3. O Autor foi proprietário do veículo de matrícula (…), Marca Jaguar Land Rover Limite.
4. A Ré, em representação do Autor, vendeu o veículo de matrícula (…), Marca Jaguar Land Rover Limite.
5. Está registada a favor de (…) a propriedade do veículo de matrícula (…), Marca Jaguar Land Rover Limite com reserva de propriedade a favor do Banco (…), S.A..

2. Direito
2.1. Se ocorre erro na forma do processo
A decisão recorrida julgou improcedente a nulidade do erro na forma do processo, em essência, por haver considerado o processo especial de prestação de contas adequado à apreciação do pedido formulado pelo A. [Na sua petição inicial, o Autor alegou que entregou uma procuração à Ré, conferindo-lhe poderes para vender os seus bens e a Ré utilizou a procuração, vendendo alguns dos seus bens. Por força do artigo 1161.º, alínea d), do Código Civil, o Autor tem o direito de exigir a prestação de contas e a Ré tem o dever de as apresentar. Assim, face à factualidade alegada na petição inicial, estão reunidos os pressupostos, previstos no artigo 941.º do Código de Processo Civil para o Autor instaurar uma ação especial de prestação de contas”, considerou-se].
A R. diverge e, em essência, argumenta que o A. pretende a divisão de património em compropriedade e não um mero apuramento de receitas obtidas e despesas realizadas e que o processo especial de divisão de coisa comum é aquele que permite a justa composição do litígio [cclºs 6 e 9].
Apreciando.
De acordo com as formas de processo previstas na lei e sua aplicação, o processo pode ser comum ou especial, aplicando-se o processo especial nos casos expressamente designados na lei e o processo comum a todos os casos a que não corresponda processo especial [artigo 546.º do CPC].
O campo de aplicação do processo comum determina-se por exclusão de partes, aplica-se quando à pretensão deduzida em juízo não corresponda processo especial.
E, ensina Alberto dos Reis, “como o fim para que, em cada caso concreto, se faz uso do processo se conhece através da petição inicial, pois que nesta é que o autor formula o seu pedido e o pedido enunciado pelo autor é que designa o fim a que o processo se destina, chega-se à conclusão seguinte: a questão da propriedade ou impropriedade do processo especial é uma questão, pura e simples, de ajustamento do pedido da ação à finalidade para a qual a lei criou o respetivo processo especial.[2]
Mais recentemente, Abrantes Geraldes: “[a] forma de processo escolhida pelo autor deve ser a adequada à pretensão que deduz e determinar-se pelo pedido que é formulado e, adjuvantemente, pela causa de pedir.
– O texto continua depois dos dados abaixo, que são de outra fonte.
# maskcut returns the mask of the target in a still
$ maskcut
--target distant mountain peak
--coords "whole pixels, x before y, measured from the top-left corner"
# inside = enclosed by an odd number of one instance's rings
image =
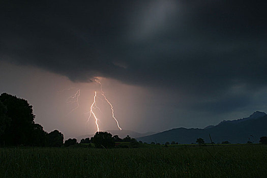
[[[257,118],[259,117],[263,117],[265,115],[267,115],[265,112],[260,112],[259,111],[256,111],[253,113],[249,116],[250,118]]]
[[[256,111],[254,112],[253,112],[252,114],[250,115],[249,117],[248,117],[240,118],[239,120],[232,120],[232,121],[223,120],[223,121],[221,122],[218,125],[221,125],[222,124],[224,124],[224,123],[239,123],[244,122],[247,120],[255,120],[258,118],[263,117],[266,115],[267,114],[265,112],[260,112],[259,111]]]

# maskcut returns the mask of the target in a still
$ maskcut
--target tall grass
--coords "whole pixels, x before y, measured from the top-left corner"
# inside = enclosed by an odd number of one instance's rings
[[[267,146],[0,149],[1,177],[267,177]]]

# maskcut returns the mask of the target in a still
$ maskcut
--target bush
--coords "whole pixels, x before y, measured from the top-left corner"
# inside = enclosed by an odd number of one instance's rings
[[[112,135],[107,132],[97,132],[94,136],[93,142],[97,148],[111,148],[115,146]]]
[[[267,144],[267,137],[264,136],[260,137],[259,142],[262,144]]]
[[[223,141],[223,142],[222,142],[222,144],[230,144],[230,143],[230,143],[228,141]]]
[[[70,145],[73,145],[78,143],[77,139],[76,138],[69,138],[68,140],[65,141],[64,143],[64,146],[68,147]]]
[[[203,138],[198,138],[197,139],[196,142],[198,144],[204,144],[205,143]]]

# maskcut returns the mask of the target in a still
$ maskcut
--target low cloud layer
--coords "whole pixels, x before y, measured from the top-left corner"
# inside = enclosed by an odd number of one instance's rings
[[[215,111],[249,102],[250,92],[267,84],[263,1],[1,4],[1,60],[74,81],[105,77],[206,96],[213,100],[197,107]]]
É em face da pretensão de tutela jurisdicional deduzida pelo autor que deve apreciar-se a propriedade da forma de processo, a qual não é afetada pelas razões que se ligam ao fundo da causa.”[3]
É em face do pedido formulado pelo autor, interpretado se necessário à luz da causa de pedir, que se determina a forma do processo.
Forma do processo que o autor deve indicar na petição inicial [artigo 552.º, n.º 1, alínea c), do CPC] e em caso de erro, isto é, se a indicação não se mostrar apropriada à pretensão deduzida, deve ser corrigida para que o processo siga a forma adequada, anulando os atos que não possam ser aproveitados e ordenando a prática dos que forem estritamente necessários para que o processo se aproxime, quanto possível, da forma estabelecida pela lei [artigo 193.º, n.º 1, do C.P.C.].
No caso, o A. alegou que, mediante procuração, mandatou a R. para que esta pudesse em seu nome celebrar negócios, com vista à venda do património imobiliário comum e que esta procedeu à venda de um veículo automóvel e levou a efeito a venda consigo mesmo de um imóvel sem lhe prestar contas e pediu a citação da R. para apresentar contas ou contestar o pedido sob pena de não poder deduzir oposição às contas por si apresentadas.
De acordo com o artigo 941.º do C.P.C., “a ação de prestação de contas pode ser proposta por quem tenha o direito de exigi-las ou por quem tenha o dever de prestá-las e tem por objeto o apuramento e aprovação das receitas obtidas e das despesas realizadas por quem administra bens alheios e a eventual condenação no pagamento do saldo que venha a apurar-se.
Exercitando o A. o direito à prestação de contas contra quem, na sua alegação, tem o dever de prestá-las, a forma de processo indicada na petição inicial - ação especial de prestação de contas – adequa-se à pretensão que deduz em juízo – a prestação de contas por parte da R.
A forma de processo indicada pelo A. é a adequada à pretensão que deduziu em juízo e, assim, não se verifica erro da forma do processo, como se decidiu.
A consideração da R., segundo a qual o A. “pretende a divisão de património em compropriedade e não um mero apuramento de receitas obtidas e despesas realizadas”, não encontra amparo no pedido formulado pelo A., comportando, se bem vemos, uma leitura corretiva do mesmo – o pedido devia ser outro – por forma a ajustá-lo aos termos do litígio, tal como a R. o configura; a ser como diz, isto é, a haver sido mandata para proceder à divisão do património comum, o que fez sem daí resultar qualquer saldo a favor do A., não é a forma de processo que é inadequada é a própria ação de prestação de contas que carece de fundamento.
As razões pelas quais a Ré considera inadequada a forma do processo, a verificarem-se, são causa de improcedência da ação e não causas de correção da forma do processo.
Improcede o recurso, restando confirmar a decisão recorrida.

2.2. Custas
Vencida no recurso, incumbe à R./recorrente o pagamento das custas [artigo 527.º, nºs 1 e 2, do CPC].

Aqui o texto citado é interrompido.